The system will also be valuable in the event of any type of emergency at the school from an allergic reaction to a bee sting in a single classroom to a severe weather alert impacting the entire school.  Each teacher will be able to communicate instantly with the office or those needing to respond to help children in an emergency situation.  “We designed this system to work with existing technology – intercoms, emergency radios, security cameras, the Internet, email, computers and mobile devices,” Wayne Henley of Richardson Technology Systems stated during the demonstration. “Not only does the system provide information to responders but emergency personnel will be able to send electronic directions to teachers in locked down rooms or those with emergencies to help them cope with the situations or get their class to a safe area.”        

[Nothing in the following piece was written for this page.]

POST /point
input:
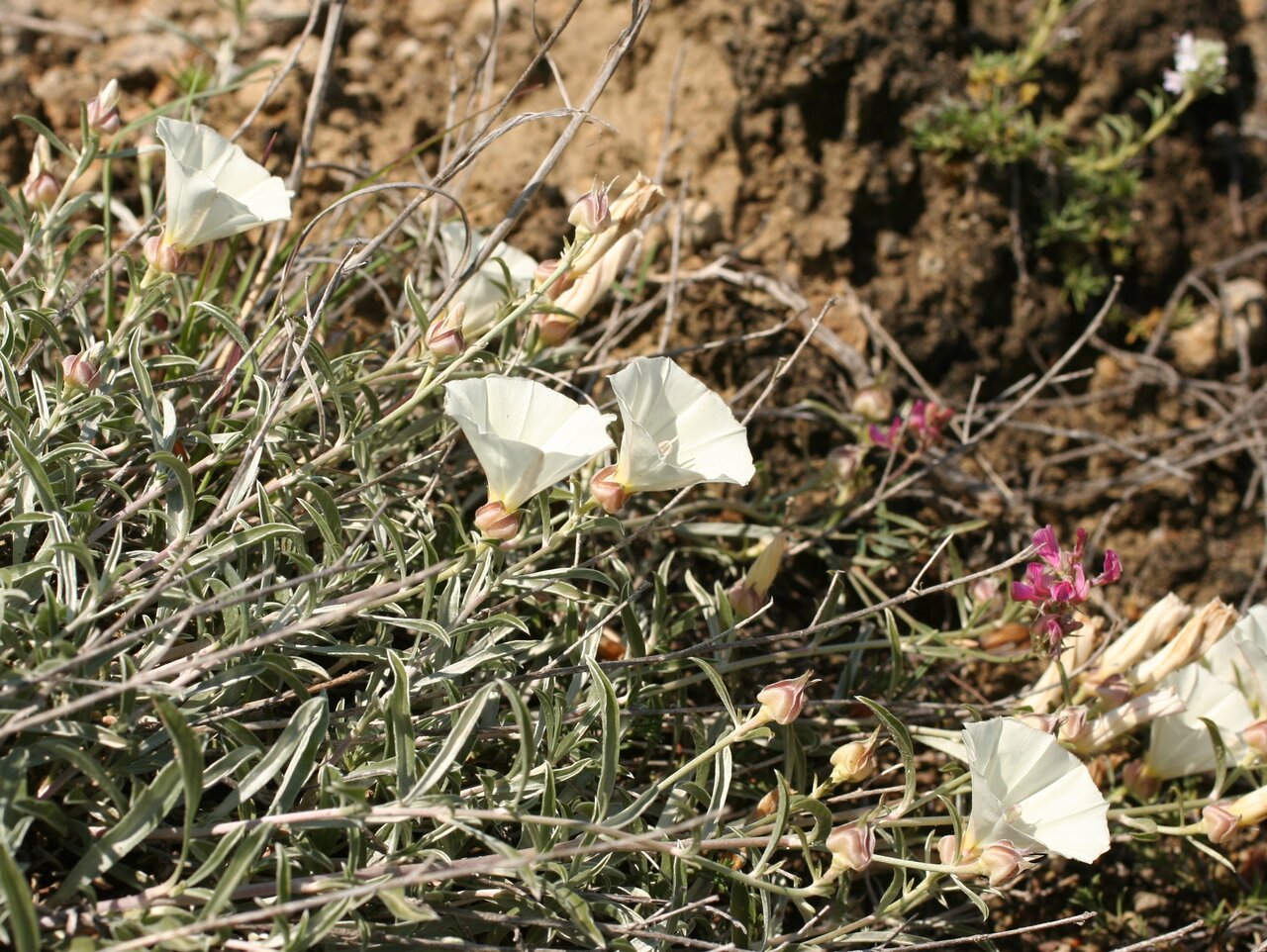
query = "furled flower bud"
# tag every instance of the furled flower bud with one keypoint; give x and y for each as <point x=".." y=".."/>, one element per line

School safety is important to parents in the community.  That is why the parents charged with determining school facility needs for the next five years included entrance security upgrades in the plan the group presented to the Floyd County Board of Education this past summer.  The group recommended the board adopt the plan that included security upgrades, technology improvements and construction of a new Coosa High School and to seek renewal of the Education SPLOST to fund the improvements.  The board approved the recommendations and scheduled an Education SPLOST be put before county voters next Tuesday.